特に前者の「右打者の左手首」というのは見過ごされがちですが、かなり多いケガです。

私自身もそのケガがきっかけで左打ちに転向しましたし、野球仲間でも「ファールを打った時に左手首を故障した右打者」を二人知っています。手首には小さい骨・靭帯が密集していて血流が少なく、回復にかなりの時間がかかるので、厄介なケガです。

もちろん、右投げの人が左半身をうまく使えないと、「右半身」にも負担がかかることになります。左半身がサボっているツケが、右半身に回ってくるわけです。投球動作の時には、特に肩・肘にその負担が重くのしかかります。

 

…というわけで、「利き手とは逆側の腕を普段から使う」のは、

①パフォーマンスアップ

②ケガ防止

という二つの意味で重要なことだといえます。

 

ボールを投げるときに利き手と逆の腕で投げてみたり、普段右打ちなら左打ちをやってみたり。

普段の練習・日常生活からの工夫が必要です。

 

④わりと注目される&アピールポイントになる。投球練習で相手ベンチがざわざわする

今のところ、「両投げ投手」というのはかなりレアな存在です。

両投げで「そこそこ」の球を投げる選手は、たぶん日本全国で50人いるかいないかでしょう。間違いなく、プロでもアマでもかなりのレアものです。

 

野球人口がだいたい700万人とすると、50/7,000,000=0.00000714285、つまり全体の 0.000714%。

つまり、プロ野球選手よりも貴重です。

裏返せば、両投げをモノにすることができれば、格段にプロ野球選手になりやすくなるのではないでしょうか。話題性も十分ということで、もしかすると実力以上の評価をしてくれるかもしれません。

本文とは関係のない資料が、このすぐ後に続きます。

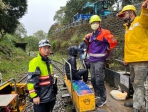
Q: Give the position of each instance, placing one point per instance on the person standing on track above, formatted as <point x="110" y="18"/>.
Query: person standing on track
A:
<point x="100" y="43"/>
<point x="136" y="50"/>
<point x="40" y="79"/>
<point x="76" y="74"/>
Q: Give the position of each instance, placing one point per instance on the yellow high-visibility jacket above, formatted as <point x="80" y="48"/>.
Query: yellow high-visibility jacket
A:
<point x="136" y="39"/>
<point x="40" y="80"/>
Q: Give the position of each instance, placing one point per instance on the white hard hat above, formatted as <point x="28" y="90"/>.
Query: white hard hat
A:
<point x="44" y="42"/>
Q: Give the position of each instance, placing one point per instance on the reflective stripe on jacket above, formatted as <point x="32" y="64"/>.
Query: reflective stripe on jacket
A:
<point x="136" y="39"/>
<point x="39" y="77"/>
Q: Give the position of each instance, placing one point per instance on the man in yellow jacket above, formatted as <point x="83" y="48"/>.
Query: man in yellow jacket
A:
<point x="40" y="79"/>
<point x="136" y="50"/>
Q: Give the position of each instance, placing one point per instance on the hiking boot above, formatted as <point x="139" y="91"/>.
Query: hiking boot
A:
<point x="135" y="110"/>
<point x="128" y="104"/>
<point x="100" y="103"/>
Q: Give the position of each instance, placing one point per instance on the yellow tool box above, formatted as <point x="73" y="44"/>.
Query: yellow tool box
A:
<point x="83" y="97"/>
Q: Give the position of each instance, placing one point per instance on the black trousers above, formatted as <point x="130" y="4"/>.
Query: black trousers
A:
<point x="84" y="73"/>
<point x="44" y="107"/>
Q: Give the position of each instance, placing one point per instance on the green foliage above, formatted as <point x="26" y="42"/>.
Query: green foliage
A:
<point x="13" y="61"/>
<point x="56" y="44"/>
<point x="9" y="20"/>
<point x="20" y="31"/>
<point x="32" y="43"/>
<point x="2" y="6"/>
<point x="65" y="44"/>
<point x="40" y="35"/>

あるいは、「もともと右投げが本命で、左投げもある程度できる」というくらいの選手が、次第に左投げも上手にできるようになってくれば、ひとつアピールポイントが増すことにもなります。「左バッターが相手だから、ワンポイントの左を投入する」という手間が省けるかもしれません。

 

もちろん、「両投げを習得するのはプロ野球に入るよりも難しい」というわけでは決してありません。

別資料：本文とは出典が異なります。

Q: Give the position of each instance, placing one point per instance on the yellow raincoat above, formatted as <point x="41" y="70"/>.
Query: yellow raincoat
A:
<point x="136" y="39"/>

単に、両投げというのは今までの日本球界であまり真面目に考えられてこなかった、心理的盲点だった、というだけの話です。

両投げというのはせいぜい「遊び」くらいに考えられていて、「一本に絞る」ことを美学としがち(=エースと心中とか、職人気質の尊重とか)な日本人の気性からすると、あまり性に合わなかったのではないでしょうか?

 

でも、現実にMLBでは両投げの投手が登場していますし、日本でも近年両投げの選手が(おそらく)増加傾向にありますし、この記事の中で触れているように「両投げ」にはなかなか捨てがたいメリットがあります。

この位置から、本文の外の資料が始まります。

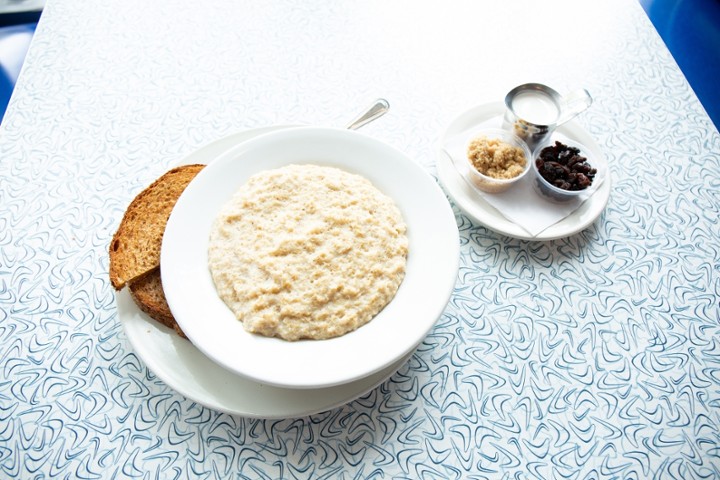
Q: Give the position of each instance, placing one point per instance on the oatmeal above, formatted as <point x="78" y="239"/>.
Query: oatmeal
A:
<point x="307" y="252"/>
<point x="497" y="159"/>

「三日三晩で習得」というわけにはいかなくても、あるいはゴールデンエイジ(この仮説自体、最近眉唾ものとされているようですが)を過ぎてしまった大人の選手であっても、「両投げ」に挑戦してみるメリットは十分あります(というより、デメリットもリスクもありません)。

 

さらに、「相手チームに与える心理的効果」も大きいでしょう。

 

たとえば、相手のチームの先発投手が右で3球投球練習をしたとします。

この時点で、こっちのチームの打者は「おっ、右投手だな」と判断するでしょう。

ところが、相手の投手は右で三球投げたあと、涼しい顔でグラブをはめ替え、左で投げ始める。

すると、こっちは「えっ」となります。右じゃないのかよ、と。

 

試合に入ると、右打者には右のサイド、左打者には左のサイド。たまに気まぐれで右打者のインコースに左投げのクロスファイアを投げる。

打者からすれば、自分の打席が来るまで相手投手がどっちで投げてくるかわからないのですから、嫌なものでしょう。特に、「打席に入る前にきっちりと相手投手の投球をイメージして準備する」というタイプの打者などはほとほと困り果てるはずです。

また、打者目線からすると「一回りめ・二回りめまでは右投げで来て、急に左投げに変わる」投手はかなり慣れづらいでしょう。せっかくボールの軌道に目が慣れた来たころにコロリと変わられたらたまったものではありません。

 

采配をふるう監督にしても、相手投手が両投げなので、「代打の切り札」も使いにくくなります。

 

なお、「過去、両投げで成功した人間はMLBにもNPBにもいない! だから両投げはやめておけ」などと言う人もいると思います。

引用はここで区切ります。